Les origines
Pour simplifier, on peut dire que les Cosaques étaient des hommes libres qui occupèrent le terrain laissé vacant par les Mongols à la fin de ce qu’on appelle le «joug tatar». Issus de tous les horizons, ces aventuriers se mélangèrent à des renégats mongols et aux descendants de nomades qui peuplaient alors les steppes du sud de la Russie et de l’Ukraine. Apparus tout d’abord autour de Riazan, puis entre le Don et le Dniepr, ces premiers Cosaques plongent donc leurs racines dans de nombreuses ethnies qui vinrent de l’Est à l’époque des Grandes invasions et auxquelles ils se mélangèrent dans des proportions impossibles à estimer aujourd’hui.
Cette première origine, en grande partie turco-mongole, perdura dans leur société et leur culture bien après que les Cosaques se soient slavisés. Identifier la provenance de ces ancêtres est essentiel pour qui veut comprendre la cosaquerie: ce n’est que comme ça que l’on peut cerner le profil des individus qui engendrèrent les premières communautés cosaques.
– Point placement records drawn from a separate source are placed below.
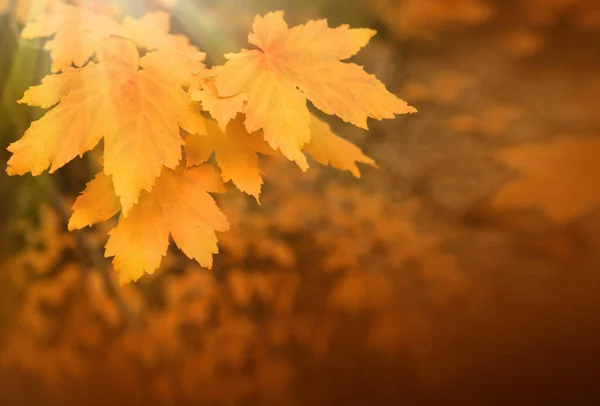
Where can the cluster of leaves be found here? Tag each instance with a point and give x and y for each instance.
(161, 114)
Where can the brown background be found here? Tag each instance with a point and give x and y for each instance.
(465, 270)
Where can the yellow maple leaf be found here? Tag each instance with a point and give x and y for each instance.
(96, 204)
(235, 151)
(77, 31)
(179, 205)
(555, 177)
(172, 54)
(328, 149)
(222, 109)
(137, 112)
(149, 30)
(302, 63)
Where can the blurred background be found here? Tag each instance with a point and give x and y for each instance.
(464, 271)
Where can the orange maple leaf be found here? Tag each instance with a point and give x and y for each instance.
(78, 33)
(235, 152)
(329, 149)
(137, 112)
(178, 205)
(302, 63)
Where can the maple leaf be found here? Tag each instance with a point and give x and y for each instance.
(555, 178)
(328, 149)
(148, 31)
(137, 112)
(96, 204)
(78, 33)
(302, 63)
(172, 54)
(235, 151)
(222, 109)
(178, 205)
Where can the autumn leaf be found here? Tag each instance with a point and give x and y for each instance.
(78, 32)
(328, 149)
(554, 177)
(96, 204)
(172, 54)
(148, 31)
(293, 65)
(235, 152)
(178, 205)
(175, 56)
(222, 109)
(137, 112)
Pour éclaircir l’origine de ces mouvements raciaux, il faut tout d’abord délimiter un périmètre et suivre la voie des hommes qui peuplèrent la steppe originelle cosaque; après les Scythes vinrent les Sarmates et les Alains, puis, tour à tour, les Huns, les Avars, les Khazars, les Petchenègues, les Coumans, et, finalement, les Mongols, qui s’installèrent pour plusieurs siècles. Si certains de ces envahisseurs ne firent que passer, d’autres imprégnèrent durablement la région de leur culture et leur observation permet de mieux comprendre comment le monde cosaque a pu se développer.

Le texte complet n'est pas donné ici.